L’intelligence artificielle, une corde de plus à l’arc du combat contre le cancer

L’Institut National du Cancer donnait une conférence de presse ce mardi 14 septembre pour présenter la création de son association, «Filière Intelligence Artificielle et Cancer», fruit d’un partenariat entre le public et le privé.

Les données, au cœur de l’innovation. L’Intelligence artificielle se fait une place de choix dès lors qu’il s’agit de traiter des données en masse. C’est donc naturellement qu’elle devient une alliée dans le combat contre le cancer.

« L’utilisation de l’intelligence artificielle dans le traitement des données de santé sera décisive dans la recherche, quel que soit le champ couvert. Elle peut contribuer ainsi au développement de nouvelles stratégies de diagnostic et de traitements pour les patients », peut-on lire sur le communiqué de l’INCa. C’est dans cette dynamique qu’a été créée l’association « Filière Intelligence Artificielle et Cancer ».

Composée de 11 membres fondateurs, elle réunit l’Institut national du cancer, le Health Data Hub, l’Alliance pour la Recherche et l’Innovation des Industries de Santé, France Biotech et 7 industriels de santé.

Les missions de l’association sont diverses :

  • « Fédérer les Membres Fondateurs publics et privés au sein d’une initiative nationale qui peut profiter à l’ensemble de l’écosystème d’innovation en oncologie ;
  • Associer des données issues des projets des industriels aux données produites par des organismes publics en oncologie ;
  • Déployer et valider des technologies susceptibles d’étendre et de faciliter des Projets de Réutilisation des données en Cancérologie ;
  • Encourager les industriels à produire des données en oncologie et favoriser leur utilisation au sein de la plateforme de données en cancérologie de l’Institut national du cancer et de la plateforme de données en santé du Heath Data Hub ;
  • Développer et promouvoir la recherche dans le domaine du cancer et encourager le travail des chercheurs et cliniciens autour des données en oncologie. »

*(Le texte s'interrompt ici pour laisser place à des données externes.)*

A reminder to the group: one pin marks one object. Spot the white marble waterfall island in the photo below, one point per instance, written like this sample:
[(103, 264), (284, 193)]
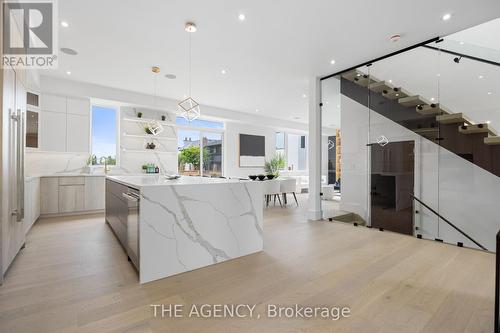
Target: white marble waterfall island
[(172, 226)]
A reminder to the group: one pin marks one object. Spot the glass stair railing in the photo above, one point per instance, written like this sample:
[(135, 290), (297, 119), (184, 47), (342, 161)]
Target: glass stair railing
[(478, 143)]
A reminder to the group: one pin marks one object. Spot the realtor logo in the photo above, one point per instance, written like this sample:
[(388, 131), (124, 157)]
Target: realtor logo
[(29, 34)]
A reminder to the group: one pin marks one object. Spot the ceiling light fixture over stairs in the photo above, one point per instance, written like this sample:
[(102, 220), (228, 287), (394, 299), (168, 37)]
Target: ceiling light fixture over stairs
[(189, 109)]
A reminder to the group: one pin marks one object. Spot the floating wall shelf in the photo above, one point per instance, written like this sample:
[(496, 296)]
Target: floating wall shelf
[(148, 136)]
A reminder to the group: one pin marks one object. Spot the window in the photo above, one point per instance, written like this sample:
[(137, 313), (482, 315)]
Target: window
[(32, 129), (294, 148), (104, 134), (200, 147)]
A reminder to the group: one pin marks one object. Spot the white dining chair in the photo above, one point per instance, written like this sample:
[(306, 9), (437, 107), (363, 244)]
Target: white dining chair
[(288, 185), (272, 189)]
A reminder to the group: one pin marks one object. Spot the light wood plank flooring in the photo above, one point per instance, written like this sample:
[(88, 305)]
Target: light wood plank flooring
[(74, 277)]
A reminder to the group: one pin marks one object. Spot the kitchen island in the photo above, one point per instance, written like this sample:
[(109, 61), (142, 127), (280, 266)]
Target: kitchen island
[(169, 227)]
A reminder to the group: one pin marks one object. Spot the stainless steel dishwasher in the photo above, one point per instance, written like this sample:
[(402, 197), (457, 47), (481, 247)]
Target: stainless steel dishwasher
[(132, 241)]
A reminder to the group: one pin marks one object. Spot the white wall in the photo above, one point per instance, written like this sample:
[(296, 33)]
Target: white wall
[(232, 168), (236, 123), (462, 192)]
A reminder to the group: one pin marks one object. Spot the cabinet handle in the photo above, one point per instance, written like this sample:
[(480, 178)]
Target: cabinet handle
[(130, 196)]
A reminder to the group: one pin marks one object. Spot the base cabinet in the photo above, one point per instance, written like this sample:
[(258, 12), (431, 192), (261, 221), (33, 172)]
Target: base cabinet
[(73, 194), (71, 198), (31, 202), (49, 195)]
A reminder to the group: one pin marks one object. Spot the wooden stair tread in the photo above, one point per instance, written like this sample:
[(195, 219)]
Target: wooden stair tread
[(365, 80), (426, 130), (432, 109), (492, 140), (413, 101), (395, 93), (453, 118), (478, 128), (378, 87)]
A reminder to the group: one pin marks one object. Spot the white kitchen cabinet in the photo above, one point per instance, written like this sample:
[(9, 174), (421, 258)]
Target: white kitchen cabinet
[(49, 195), (65, 124), (31, 202), (53, 131), (54, 103), (77, 138), (78, 106), (94, 193)]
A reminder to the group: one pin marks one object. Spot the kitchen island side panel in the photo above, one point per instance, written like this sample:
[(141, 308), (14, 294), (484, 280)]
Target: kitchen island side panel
[(186, 227)]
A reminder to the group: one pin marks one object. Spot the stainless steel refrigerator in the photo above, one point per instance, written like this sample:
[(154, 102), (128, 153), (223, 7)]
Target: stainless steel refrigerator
[(12, 166)]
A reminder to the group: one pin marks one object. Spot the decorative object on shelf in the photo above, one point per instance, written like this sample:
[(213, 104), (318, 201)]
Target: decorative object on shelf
[(274, 165), (153, 128), (252, 150), (189, 109), (88, 163)]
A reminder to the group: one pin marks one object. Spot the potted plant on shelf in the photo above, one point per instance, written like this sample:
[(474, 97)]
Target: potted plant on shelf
[(147, 129), (274, 165), (88, 163)]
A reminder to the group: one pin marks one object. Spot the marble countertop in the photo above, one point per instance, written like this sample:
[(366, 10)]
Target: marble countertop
[(138, 181), (30, 177)]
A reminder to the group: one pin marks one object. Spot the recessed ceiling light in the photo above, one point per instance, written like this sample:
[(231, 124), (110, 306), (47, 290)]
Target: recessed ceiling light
[(190, 27), (68, 51), (446, 17)]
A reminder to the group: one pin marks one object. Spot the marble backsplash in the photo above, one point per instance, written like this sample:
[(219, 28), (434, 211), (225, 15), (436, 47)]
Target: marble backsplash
[(53, 163), (47, 163)]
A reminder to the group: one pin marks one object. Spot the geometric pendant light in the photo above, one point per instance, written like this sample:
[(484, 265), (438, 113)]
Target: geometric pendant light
[(189, 109)]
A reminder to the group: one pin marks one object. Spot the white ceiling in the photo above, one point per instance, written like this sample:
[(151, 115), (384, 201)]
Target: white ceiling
[(268, 57)]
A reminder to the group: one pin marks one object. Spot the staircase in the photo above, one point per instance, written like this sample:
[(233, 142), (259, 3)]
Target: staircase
[(478, 143)]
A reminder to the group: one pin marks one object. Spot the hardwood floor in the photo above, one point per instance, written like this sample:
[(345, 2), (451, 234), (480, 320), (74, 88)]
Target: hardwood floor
[(74, 277)]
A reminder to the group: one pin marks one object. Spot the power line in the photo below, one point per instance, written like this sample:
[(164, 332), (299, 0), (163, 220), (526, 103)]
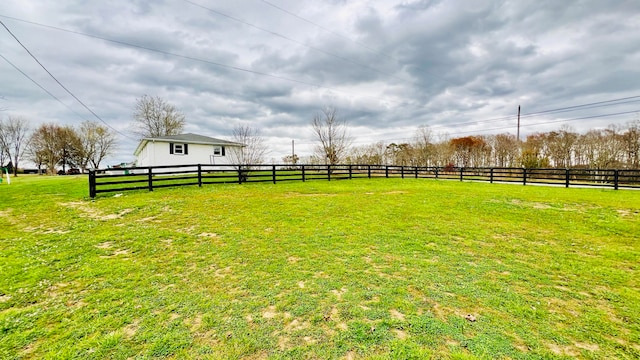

Pour présenter ce projet, l’INCa a tenu une conférence de presse ce mardi 14 septembre. L’intelligence artificielle est déjà présente dans l’imagerie et dans la mise en place de traitement ciblé. Mais l’ambition affichée et de lui donner de plus en plus de place, notamment dans le suivi des patients ou encore le développement de la téléconsultation.

 « Pour les industriels de santé, ce projet est d’abord une réelle opportunité d’accélérer la recherche, d’obtenir des données dans un cadre sécurisé et éthique », a expliqué Clarisse Lhoste, présidente du programme IA&Santé du Comité Stratégique de Filière, pendant la webconférence.

Le financement de ce projet sera de 16 millions, 8 investis par la BPI et les 8 autres par des labos. Parmi cette somme, 9 millions iront à l’INCa pour le développement d’une plateforme en cancérologie.

Un vaste projet avec un vaste objectif, celui de réduire le poids des cancers en France. Car chaque année, la maladie est responsable de la perte de 137 000 patients.